Dale T. Davis is an American writer, educator, publisher, producer, scholar, dramaturge, and advocate for young people. She was one of the founding poets of the "New York State Poets in the Schools" program. As a publisher, she established The Sigma Foundation, a limited edition, private press with Dr. James Sibley Watson, Jr. avant-garde filmmaker and publisher and editor of The Dial magazine, the leading modernist journal of arts and letters. The Sigma Foundation published the work of Margaret Caroline Anderson, Mina Loy, and Djuna Barnes. The Sigma Foundation’s books are in many permanent collections, including The Collection of American Literature, Beinecke Library, Yale University and The Collection of American Women, Smith College.

In 1979, she founded the New York State Literary Center (NYSLC) where she continues to serve as executive director.

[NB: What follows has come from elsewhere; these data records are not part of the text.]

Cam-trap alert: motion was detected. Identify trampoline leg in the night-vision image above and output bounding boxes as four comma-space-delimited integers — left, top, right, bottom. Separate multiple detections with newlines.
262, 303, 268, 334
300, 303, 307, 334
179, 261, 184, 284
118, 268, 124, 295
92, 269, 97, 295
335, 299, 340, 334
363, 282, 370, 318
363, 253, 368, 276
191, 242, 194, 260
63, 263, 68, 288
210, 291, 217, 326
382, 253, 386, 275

Davis extended NYSLC’s reach to students at the highest risk for educational failure. Today NYSLC serves the incarcerated through interdisciplinary, strength based arts programs. In 2014, Dale Davis received the Andrew P. Meloni Award from the Monroe County Sheriff's Office for dedication and commitment to improve the education of those incarcerated through NYSLC's arts, education, and rehabilitation programs.

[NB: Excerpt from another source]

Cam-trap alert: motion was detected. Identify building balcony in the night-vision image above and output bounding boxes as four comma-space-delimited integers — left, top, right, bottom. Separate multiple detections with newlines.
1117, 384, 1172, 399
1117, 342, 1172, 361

Davis has lectured and conducted teacher education programs in Juneau, Alaska, Honolulu, Hawaii, the Mississippi Delta, and throughout the country. She served as a consultant for youth-related topics to ABC Network. Davis has presented papers on her work with young people at state and national conferences, including College Board's National Forum, Education and The American Future, on employing arts learning with underserved populations to foster cultural understanding and unleash students’ creativity to prepare students to tackle today’s pressing issues. She has served as a panelist for Massachusetts Cultural Council’s first Creative Teaching Fellowships Program, as well as an Education Panelist and Literature Panelist for The New York State Council on The Arts.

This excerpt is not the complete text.